Comment on Valve Sued By The Performing Rights Society Over Music Rights in Games Valve Doesn’t Make or Own
Tilgare@lemmy.world 10 hours ago
This whole thing is utter bullshit. It sounds like the game studios DO have a license, and they’re claiming that Steam does not but should. Because you can’t tell me that Microslop, EA, and Rockstar, three ENORMOUS giants in the gaming industry, have willingly opened themselves up to litigation by not licensing music in their games, something they’ve been making for decades. Why are they entitled to a license from the developer AND a license from the shop selling it?

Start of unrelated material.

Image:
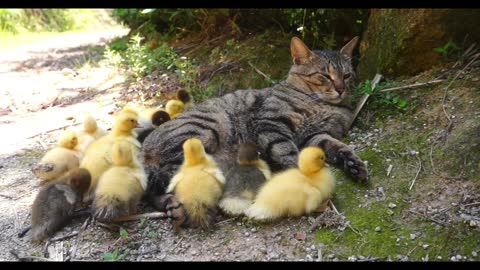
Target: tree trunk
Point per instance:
(401, 41)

Of course, they’re not, but let’s hope this doesn’t set precedent that says they are.
YiddishMcSquidish@lemmy.today 9 hours ago
Atherel@lemmy.dbzer0.com 8 hours ago
That’s because your Stream/Video on Youtube/Twitch/Whatever will be deleted and your account flagged if the algorithm detects copyright protected audio in it.

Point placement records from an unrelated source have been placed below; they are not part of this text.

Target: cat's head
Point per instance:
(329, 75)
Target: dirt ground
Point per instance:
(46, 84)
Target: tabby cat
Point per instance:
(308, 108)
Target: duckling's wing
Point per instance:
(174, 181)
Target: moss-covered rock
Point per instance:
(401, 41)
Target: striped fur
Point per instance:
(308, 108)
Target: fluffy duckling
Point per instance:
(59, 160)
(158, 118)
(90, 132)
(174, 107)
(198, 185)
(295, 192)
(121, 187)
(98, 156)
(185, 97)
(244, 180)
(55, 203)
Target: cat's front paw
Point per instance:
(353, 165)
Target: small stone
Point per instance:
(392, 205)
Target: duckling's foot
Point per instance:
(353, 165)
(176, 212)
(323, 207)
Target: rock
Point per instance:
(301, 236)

owsei@programming.dev 8 hours ago
IIRC it’s because the streamer can’t play the music to people, since they don’t have the license for that, the game has the license to play the music, not the streamer.
Trainguyrom@reddthat.com 5 hours ago
Streamer mode is typically for one of two usecases:
- The streamer plays their own music, so being able to silence all game music simplifies things
- The game might contain copyrighted music by known artists, which can trigger automated enforcement. In most jurisdictions music used in a game is fine to stream/record because it’s covered by the developer’s/distributor’s license, but that doesn’t stop overzealous rights holders from placing bogus claims that can muck up your revenue, so it’s easier to just not play music that you don’t yourself have license to play
YiddishMcSquidish@lemmy.today 7 hours ago
That makes sense.
theterrasque@infosec.pub 6 hours ago
Next logical step would be to sue producers of radios, speakers, headphones and so on, I assume. Their devices “perform” the music, after all.
And then they can sue hospitals for helping bringing new ears into the world.
Tilgare@lemmy.world 5 hours ago
Love this. If the dev needs a license to play it, Steam needs a license to sell it, is it really much different for them to then sue owners for not purchasing a license to listen?
jalkasieni@sopuli.xyz 4 hours ago
You joke, but this is actually how it works in places. As recently as 2015 we paid some % of all storage media sales (think HDDs, nvmes, flash drives, anything that can hold data really) to our RIAA equivalent to ”compensate for private copying”. Now it’s now longer baked into the prices, but they are paid directly by the government, as in through taxation.